O primeiro-ministro disse esta segunda-feira que «não há nada escondido» em matéria de défice público e objetivos do país para 2015, lembrando a importância de Portugal cumprir as metas como forma de reduzir a dívida.

«É sabido que ainda precisamos de fazer descer o nosso défice público em 2015, nos termos que ficaram acordados com os nossos credores internacionais, para 2,5% do PIB. Não sabemos ainda com rigor, em termos de valor absoluto, o que é que isso vai significar. Mas haveremos de saber dentro de algum tempo, durante o mês de abril terá de ficar clarificado», declarou Pedro Passos Coelho, que falava perante deputados do PSD na abertura das jornadas parlamentares do partido que decorrem em Viseu até terça-feira.

O governante diz que já se sabe que «entre medidas do lado da despesa e medidas do lado da receita» terá de se encontrar uma combinação «que seja o melhor possível» para reduzir o défice para 2,5% em 2015.

«Não há nada escondido. Não pode haver nada mais público que isto. Os partidos que acham que há uma agenda escondida e que não se devem fazer mais cortes, querem mais défice para o ano? Têm de o dizer. Não podem é dizer que não é possível ter mais cortes e depois cumprir as metas do défice. Não bate a bota com a perdigota», sublinhou Pedro Passos Coelho.

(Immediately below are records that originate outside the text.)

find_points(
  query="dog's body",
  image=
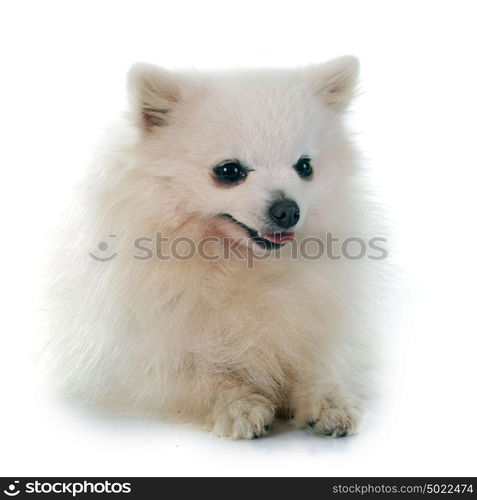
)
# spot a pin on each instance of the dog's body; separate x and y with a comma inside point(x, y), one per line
point(221, 342)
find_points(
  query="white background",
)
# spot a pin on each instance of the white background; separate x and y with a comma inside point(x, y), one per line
point(62, 82)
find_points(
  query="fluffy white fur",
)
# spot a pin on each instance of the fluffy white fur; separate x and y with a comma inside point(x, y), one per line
point(215, 342)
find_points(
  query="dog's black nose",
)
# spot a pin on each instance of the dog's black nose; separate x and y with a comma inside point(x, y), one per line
point(285, 213)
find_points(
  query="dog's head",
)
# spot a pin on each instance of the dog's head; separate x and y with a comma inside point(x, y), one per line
point(252, 152)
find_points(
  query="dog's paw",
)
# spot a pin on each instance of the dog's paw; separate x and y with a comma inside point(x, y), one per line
point(327, 418)
point(245, 418)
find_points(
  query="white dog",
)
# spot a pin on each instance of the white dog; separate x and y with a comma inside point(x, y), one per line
point(184, 284)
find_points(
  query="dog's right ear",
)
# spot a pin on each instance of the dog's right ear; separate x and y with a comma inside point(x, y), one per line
point(153, 94)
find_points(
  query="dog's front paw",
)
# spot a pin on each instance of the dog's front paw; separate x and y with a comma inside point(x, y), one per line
point(328, 418)
point(245, 418)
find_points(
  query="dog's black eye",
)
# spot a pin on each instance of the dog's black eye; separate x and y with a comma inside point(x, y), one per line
point(230, 172)
point(303, 167)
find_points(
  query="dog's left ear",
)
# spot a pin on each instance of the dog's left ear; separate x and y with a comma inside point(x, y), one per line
point(335, 81)
point(154, 93)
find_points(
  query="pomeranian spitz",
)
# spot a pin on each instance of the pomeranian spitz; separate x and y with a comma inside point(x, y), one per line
point(217, 265)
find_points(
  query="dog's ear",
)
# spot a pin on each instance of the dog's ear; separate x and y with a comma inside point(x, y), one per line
point(335, 81)
point(153, 94)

O governante declarou ainda que cumprir a meta do défice é essencial para o trajeto de redução da dívida de Portugal.

«Se não conseguirmos ter um excedente primário externo e outro maior no próximo ano, a nossa dívida aumenta em vez de diminuir», advogou.

O PS, pelo secretário nacional Eurico Brilhante Dias, exigiu hoje ao Governo que não se esconda até depois das eleições europeias e fale com transparência sobre a aplicação de «um novo ciclo de austeridade».

«Não é altura de nos escondermos, é altura de parar com os cortes, de deixar de escavar o buraco da austeridade e de sermos claros. Se vão cortar, digam com transparência, não guardem para depois das eleições mais austeridade», afirmou Eurico Brilhante Dias.

No sábado, o semanário Expresso noticiou que os funcionários públicos poderão perder mais 5% do rendimento em 2015, com a entrada em vigor das novas tabelas salariais e de suplementos, embora o jornal sublinhe que se trata de uma hipótese e que não há ainda uma decisão fechada.

No mesmo dia, à noite, no seu espaço de comentário, na SIC, o ex-líder do PSD Marques Mendes disse que o Conselho de Ministros já começou a discutir o Documento de Estratégia Orçamental para 2015, no qual constam os cortes do próximo ano.

«Já há um número. Os cortes em 2015 vão oscilar entre os 1,5 e 1,7 mil milhões de euros», afirmou.